I was glad I didn’t have to share my feeling: that some twist of good fortune had worked in my favor and kept me from having to talk immediately to Skip.

My next thought was: maybe Linda did have a date. With Just Eddie.

 

My mind worked hard on the way home to justify my
skipping out (so to speak). Not that I was technically withholding anything. After all, Skip wasn’t around when we finished viewing the tape.

Maddie got out her iPod and put on her headphones. She drummed her fingers to something I couldn’t hear. I drummed the steering wheel, concocting scenarios that would put both Linda and Just Eddie at or near the X.

Once or twice I nearly laughed out loud (LOL, in e-mail and text-messaging language, Maddie had taught me) at the image of Linda and Just Eddie on a date. Easy to understand why it might go bad. If they were seeing each other, however, there was no reason for either of them to carry on in secret; both were unattached. If Friday night’s episode was simply too embarrassing for Linda, I didn’t want to make her more uncomfortable by telling the cops on her. Hurting Just Eddie’s feelings or protecting him in any way didn’t make my list of reasons to keep it all confidential for now.

I planned to call Linda as soon as I was home. And away from Maddie, who looked at me as if she were my conscience.
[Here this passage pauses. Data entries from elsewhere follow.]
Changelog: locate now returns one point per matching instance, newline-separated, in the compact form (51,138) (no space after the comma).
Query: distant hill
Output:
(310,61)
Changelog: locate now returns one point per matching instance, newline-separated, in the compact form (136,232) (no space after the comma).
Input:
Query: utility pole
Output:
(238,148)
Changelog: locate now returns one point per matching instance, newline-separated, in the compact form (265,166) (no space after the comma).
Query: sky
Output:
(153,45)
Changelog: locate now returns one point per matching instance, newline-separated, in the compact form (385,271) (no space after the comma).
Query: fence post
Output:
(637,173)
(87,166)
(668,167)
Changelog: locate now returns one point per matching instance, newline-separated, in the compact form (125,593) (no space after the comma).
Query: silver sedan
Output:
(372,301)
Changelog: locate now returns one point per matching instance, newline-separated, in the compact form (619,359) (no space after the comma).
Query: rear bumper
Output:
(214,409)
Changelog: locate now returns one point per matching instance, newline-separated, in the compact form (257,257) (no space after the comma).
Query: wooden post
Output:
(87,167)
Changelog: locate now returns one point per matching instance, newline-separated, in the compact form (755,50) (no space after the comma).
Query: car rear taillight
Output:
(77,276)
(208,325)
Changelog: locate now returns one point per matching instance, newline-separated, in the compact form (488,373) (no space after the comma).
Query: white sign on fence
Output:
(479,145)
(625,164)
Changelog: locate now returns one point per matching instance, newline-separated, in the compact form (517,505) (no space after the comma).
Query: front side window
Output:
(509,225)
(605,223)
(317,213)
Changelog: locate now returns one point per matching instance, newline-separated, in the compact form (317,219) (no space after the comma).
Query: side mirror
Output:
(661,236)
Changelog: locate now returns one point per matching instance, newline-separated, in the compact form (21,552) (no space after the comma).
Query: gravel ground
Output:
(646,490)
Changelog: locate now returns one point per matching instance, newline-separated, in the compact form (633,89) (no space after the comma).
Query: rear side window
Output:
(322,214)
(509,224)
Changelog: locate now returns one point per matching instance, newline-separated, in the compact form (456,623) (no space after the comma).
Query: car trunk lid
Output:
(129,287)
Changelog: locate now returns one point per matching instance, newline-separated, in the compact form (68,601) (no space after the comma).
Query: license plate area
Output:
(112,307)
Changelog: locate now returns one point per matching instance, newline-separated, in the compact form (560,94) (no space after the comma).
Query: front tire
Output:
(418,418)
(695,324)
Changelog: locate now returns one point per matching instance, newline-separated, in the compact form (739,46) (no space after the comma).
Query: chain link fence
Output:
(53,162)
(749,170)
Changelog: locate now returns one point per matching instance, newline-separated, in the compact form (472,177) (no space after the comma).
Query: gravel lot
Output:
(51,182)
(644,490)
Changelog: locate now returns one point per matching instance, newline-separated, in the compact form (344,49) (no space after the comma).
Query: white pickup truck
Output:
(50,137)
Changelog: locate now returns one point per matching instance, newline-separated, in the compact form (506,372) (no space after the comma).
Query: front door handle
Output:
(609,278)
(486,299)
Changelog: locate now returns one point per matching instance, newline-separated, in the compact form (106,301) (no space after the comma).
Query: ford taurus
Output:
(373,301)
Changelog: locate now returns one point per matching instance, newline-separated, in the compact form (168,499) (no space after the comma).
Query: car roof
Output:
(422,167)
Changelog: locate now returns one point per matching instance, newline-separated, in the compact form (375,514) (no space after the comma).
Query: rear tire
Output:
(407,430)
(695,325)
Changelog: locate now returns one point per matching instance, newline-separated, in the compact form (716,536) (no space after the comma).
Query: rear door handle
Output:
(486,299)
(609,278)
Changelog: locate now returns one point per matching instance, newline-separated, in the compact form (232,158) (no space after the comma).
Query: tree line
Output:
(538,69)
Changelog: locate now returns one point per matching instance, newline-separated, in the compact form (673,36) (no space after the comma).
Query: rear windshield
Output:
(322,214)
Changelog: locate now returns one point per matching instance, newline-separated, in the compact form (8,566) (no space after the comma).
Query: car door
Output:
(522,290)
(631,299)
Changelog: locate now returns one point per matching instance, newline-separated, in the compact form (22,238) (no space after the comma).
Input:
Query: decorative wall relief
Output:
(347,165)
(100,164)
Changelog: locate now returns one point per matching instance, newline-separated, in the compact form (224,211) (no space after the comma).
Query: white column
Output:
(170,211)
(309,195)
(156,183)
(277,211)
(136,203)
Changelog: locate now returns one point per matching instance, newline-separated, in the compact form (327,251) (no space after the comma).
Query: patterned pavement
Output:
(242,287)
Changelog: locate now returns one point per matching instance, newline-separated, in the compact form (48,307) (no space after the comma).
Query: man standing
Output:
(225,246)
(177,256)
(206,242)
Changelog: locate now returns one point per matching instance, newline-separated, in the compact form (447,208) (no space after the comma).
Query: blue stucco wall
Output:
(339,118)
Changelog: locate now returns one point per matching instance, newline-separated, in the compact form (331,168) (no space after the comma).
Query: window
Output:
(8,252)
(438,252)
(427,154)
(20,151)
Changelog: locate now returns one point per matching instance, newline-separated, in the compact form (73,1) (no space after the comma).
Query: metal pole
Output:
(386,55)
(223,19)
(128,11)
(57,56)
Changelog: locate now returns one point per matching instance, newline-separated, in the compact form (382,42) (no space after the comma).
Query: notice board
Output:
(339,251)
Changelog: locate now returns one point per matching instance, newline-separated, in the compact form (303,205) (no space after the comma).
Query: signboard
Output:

I hoped she was simply disappointed at not being able to tell her uncle she’d cracked the case, and not because she thought her grandmother was breaking the law.

 

It should have been an easy commute home from the
police station, usually a ten-or fifteen-minute trip. Except that today a huge traffic jam had Maddie and me stopped behind a long line of cars on Springfield Boulevard. We strained to look out the side windows to see what the problem was. Large posters on sticks gave us the clue: today was the scheduled rally for Proposition 22, drafted by Dudley Crane and his followers, the special referendum on growth for Lincoln Point. Protesters and supporters of the growth proposition had lined the street in front of city hall, in the same civic-center complex as the police station. Too late to turn around and take the back streets that ran behind the complex. This tie-up went a long way toward a vote to reject anything that would bring more of the same, I thought.

I caught glimpses of the slogans, taking one position or the other. I read that 22
IS BAD FOR YOU
, that 22
MEANS JOBS FOR YOU,
that
GROWTH EQUALS GRIEF
, and one I couldn’t quite place on the political spectrum:
TIME MARCHES ON
. I recognized some stragglers at my end of the traffic line and tried to match the person with her or his view on the issue.

Jack Wilson (the brother of sister craftswoman, Gail “split-level” Musgrave), who was running against Dudley Crane for a seat on the city council, led an unsurprising contingent of
KEEP LP GREEN
marchers. Postmaster Cooney shuffled by and, though I couldn’t read his sign (he held it over his shoulder, as if he were marching with the Abraham Lincoln Brigade), I knew he was also
con
Prop22. The Lincoln Point teachers’ organization held signs cut in the shape of books, with
TEACHERS DO CATCH
22. I assumed that was
pro
, since school upgrades were part of the proposition, but wished I could have a word with the grammarian in the group.

The voting was nearly four months away. I could only imagine what it was going to be like closer to Election Day.